Klenau’s detailed work with these texts for the four vocal movements is clear from a number of handwritten and typed textual appendices to the score in Danish, German and Latin:
At the first performance of the symphony in March 2014 the reviewers noted the highly eclectic character of the work with its combination of dodecaphonic passages and traditional major/minor tonal passages side by side. This is especially clear from the third, fourth and fifth movements, where extended passages in the first two are based on 12-tone rows in various permutations, while the fifth movement with its recurring march-like theme almost seems like a kind of parody in the grand symphonic and quasi-liturgical context. Not least Klenau’s attitude to dodecaphony has given rise to discussions of his musical and especially his political stance. In the 1920s Klenau was associated with the circle around Schoenberg and his pupils, and was thus preoccupied with dodecaphony, which he thought was the logical consequence of the development of the musical material since Wagner, and thus not a rupture with tonality resulting in pure anarchy. In a number of his operas from the time in Germany, but also in two of the major symphonies that he wrote after coming back to Denmark in 1939 (the Seventh Symphony from 1941 and the present Ninth Symphony from 1944-45) he worked with the twelve-tone techniques, and in a number of printed and unprinted writings he defended his attitude to dodecaphony, not least in the face of the accusation of being entartet (degenerate) that was directed at a number of the composers of the ‘Schoenberg School’. He tried to keep to the straight and narrow path by marketing an – apparently self-contradictory – concept that he called “key-determined twelve-tone music” and on the other hand by claiming that he was indebted, not to the Jewish Schoenberg, but to Matthias Hauer and later Alban Berg and Webern, “who were all Aryans”, as he put it. It is among other things this rather opportunistic defence of his own music as ‘house-trained’, also in the thirties, that has made posterity question his disposition in relation to the Nazi ideology.

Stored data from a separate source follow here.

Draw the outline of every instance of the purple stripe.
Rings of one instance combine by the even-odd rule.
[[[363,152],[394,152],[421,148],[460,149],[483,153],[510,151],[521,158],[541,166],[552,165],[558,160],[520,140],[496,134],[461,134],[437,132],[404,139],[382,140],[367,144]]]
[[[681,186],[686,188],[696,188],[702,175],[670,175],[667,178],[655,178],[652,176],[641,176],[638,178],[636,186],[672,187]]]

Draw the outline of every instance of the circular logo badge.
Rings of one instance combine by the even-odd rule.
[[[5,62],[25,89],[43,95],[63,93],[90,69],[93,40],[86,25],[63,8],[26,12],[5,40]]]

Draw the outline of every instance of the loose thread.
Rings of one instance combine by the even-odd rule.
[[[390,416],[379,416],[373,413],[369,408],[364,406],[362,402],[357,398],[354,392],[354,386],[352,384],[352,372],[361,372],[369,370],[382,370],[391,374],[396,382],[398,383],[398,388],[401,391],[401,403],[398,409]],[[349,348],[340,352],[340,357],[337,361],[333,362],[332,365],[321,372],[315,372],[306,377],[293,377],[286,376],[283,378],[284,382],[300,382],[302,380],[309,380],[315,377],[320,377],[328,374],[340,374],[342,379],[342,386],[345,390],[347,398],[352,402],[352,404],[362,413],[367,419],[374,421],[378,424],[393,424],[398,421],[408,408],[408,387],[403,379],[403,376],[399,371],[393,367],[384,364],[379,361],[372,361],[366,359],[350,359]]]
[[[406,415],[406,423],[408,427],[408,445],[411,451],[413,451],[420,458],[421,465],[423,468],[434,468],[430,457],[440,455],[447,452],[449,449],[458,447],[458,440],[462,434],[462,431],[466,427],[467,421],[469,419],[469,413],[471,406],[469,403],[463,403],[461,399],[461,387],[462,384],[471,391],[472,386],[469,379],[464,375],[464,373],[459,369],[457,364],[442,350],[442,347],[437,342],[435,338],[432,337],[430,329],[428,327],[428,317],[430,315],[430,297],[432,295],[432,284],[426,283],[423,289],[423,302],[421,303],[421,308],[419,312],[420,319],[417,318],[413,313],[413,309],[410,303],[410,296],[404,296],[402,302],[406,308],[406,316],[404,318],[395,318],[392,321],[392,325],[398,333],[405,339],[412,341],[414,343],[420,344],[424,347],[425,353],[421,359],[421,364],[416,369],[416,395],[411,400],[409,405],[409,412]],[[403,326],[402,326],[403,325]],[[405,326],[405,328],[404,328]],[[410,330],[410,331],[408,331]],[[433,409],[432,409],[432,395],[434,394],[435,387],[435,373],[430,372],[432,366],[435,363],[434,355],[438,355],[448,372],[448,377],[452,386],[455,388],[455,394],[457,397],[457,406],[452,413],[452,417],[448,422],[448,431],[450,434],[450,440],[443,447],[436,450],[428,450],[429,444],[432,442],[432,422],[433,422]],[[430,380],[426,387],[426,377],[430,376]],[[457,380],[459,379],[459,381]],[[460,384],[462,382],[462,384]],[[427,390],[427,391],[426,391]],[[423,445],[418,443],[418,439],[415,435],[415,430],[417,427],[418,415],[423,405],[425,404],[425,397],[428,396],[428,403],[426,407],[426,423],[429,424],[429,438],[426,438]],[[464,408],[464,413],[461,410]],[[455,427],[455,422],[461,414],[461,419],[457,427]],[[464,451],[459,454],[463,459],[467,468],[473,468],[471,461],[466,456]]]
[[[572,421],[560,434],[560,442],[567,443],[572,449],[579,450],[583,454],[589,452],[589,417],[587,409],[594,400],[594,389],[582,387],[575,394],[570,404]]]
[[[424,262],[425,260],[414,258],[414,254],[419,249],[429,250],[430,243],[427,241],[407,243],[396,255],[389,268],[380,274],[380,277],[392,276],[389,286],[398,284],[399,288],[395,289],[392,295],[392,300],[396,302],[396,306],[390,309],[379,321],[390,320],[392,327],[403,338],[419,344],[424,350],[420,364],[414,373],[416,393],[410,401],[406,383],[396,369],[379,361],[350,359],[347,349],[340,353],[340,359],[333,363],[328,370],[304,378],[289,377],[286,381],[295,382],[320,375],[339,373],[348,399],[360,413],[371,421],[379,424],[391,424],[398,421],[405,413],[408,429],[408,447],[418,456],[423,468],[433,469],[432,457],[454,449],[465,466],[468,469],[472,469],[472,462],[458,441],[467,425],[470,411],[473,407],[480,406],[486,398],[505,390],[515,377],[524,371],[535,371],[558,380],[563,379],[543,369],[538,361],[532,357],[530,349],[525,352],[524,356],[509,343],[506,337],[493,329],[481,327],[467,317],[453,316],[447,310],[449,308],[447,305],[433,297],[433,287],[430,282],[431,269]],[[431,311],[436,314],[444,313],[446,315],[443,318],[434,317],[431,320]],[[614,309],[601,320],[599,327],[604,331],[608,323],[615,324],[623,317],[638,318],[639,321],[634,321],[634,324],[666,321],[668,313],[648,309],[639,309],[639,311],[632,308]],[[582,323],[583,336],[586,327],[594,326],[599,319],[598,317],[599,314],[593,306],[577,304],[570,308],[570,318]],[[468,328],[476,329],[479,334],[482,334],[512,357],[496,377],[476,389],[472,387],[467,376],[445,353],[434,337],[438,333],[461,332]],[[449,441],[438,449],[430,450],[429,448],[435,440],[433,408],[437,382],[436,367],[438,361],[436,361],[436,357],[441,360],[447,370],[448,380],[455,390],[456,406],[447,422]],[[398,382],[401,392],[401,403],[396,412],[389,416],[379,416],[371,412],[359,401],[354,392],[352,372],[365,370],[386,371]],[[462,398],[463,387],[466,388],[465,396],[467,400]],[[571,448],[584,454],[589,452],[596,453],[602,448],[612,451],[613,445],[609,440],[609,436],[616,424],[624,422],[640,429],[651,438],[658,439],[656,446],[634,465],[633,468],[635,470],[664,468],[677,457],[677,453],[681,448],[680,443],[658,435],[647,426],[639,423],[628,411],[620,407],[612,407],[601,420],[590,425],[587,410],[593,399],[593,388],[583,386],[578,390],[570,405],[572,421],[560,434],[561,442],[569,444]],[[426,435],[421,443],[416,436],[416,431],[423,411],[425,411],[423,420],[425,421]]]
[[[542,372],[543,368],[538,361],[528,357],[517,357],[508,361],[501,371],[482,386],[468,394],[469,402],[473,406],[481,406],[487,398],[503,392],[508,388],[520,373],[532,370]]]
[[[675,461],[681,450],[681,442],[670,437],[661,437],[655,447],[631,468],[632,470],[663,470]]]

As indicated, one can discuss how one should view Klenau’s Ninth Symphony in terms of genre, not least in the interpretation of the vocal movements. One can hardly speak of a sacred Requiem in the traditional sense in line with works by Mozart, Verdi, Fauré and many others. Without further comparisons the work can recall Benjamin Britten’s War Requiem – that is, as an evocation of the horror of war. None of these approaches is entirely appropriate, but one may achieve a hint of understanding by placing the work in the grand – and sometimes confusing and by the criteria of the time ‘un-Danish’ – system of thought revealed by the whole production of music, letters and writings left to us by Klenau.
© Niels Krabbe, Research Professor Emeritus
1 Besides the Ninth Symphony the collection comprised many other hitherto unknown works, including two symphonies (no. 4 and no. 8), a violin concerto, a piano concerto, songs and many other works.
2 The memoirs, which were written in Danish, are being published in an annotated edition by Eva Hvidt.